Kernel Re-Entrance vs Kernel pre-emption

Kernel Re-Entrance

If the kernel is not re-entrant, a process can only be suspended while it is in user mode. Although it could be suspended in kernel mode, that would still block kernel mode execution on all other processes. The reason for this is that all kernel threads share the same memory. If execution would jump between them arbitrarily, corruption might occur.

A re-entrant kernel enables processes (or, to be more precise, their corresponding kernel threads) to give away the CPU while in kernel mode. They do not hinder other processes from also entering kernel mode. A typical use case is IO wait. The process wants to read a file. It calls a kernel function for this. Inside the kernel function, the disk controller is asked for the data. Getting the data will take some time and the function is blocked during that time. With a re-entrant kernel, the scheduler will assign the CPU to another process (kernel thread) until an interrupt from the disk controller indicates that the data is available and our thread can be resumed. This process can still access IO (which needs kernel functions), like user input. The system stays responsive and CPU time waste due to IO wait is reduced.

This is pretty much standard for today's desktop operating systems.

Kernel pre-emption

Kernel pre-emption does not help in the overall throughput of the system. Instead, it seeks for better responsiveness.

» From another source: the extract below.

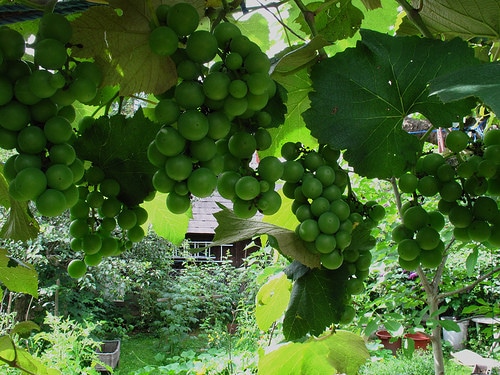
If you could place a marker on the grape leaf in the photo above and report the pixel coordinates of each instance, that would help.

The idea here is that normally kernel functions are only interrupted by hardware causes: Either external interrupts, or IO wait cases, where it voluntarily gives away control to the scheduler. A pre-emptive kernel instead also interrupts and suspends kernel functions just like it would interrupt processes in user mode. The system is more responsive, as processes e.g. handling mouse input, are woken up even while heavy work is done inside the kernel.

Pre-emption on kernel level makes things harder for the kernel developer: The kernel function cannot be suspended only voluntarily or by interrupt handlers (which are somewhat a controlled environment), but also by any other process due to the scheduler. Care has to be taken to e.g. avoid deadlocks: A thread locks resource A but needing resource B is interrupted by another thread which locks resource B, but then needs resource A.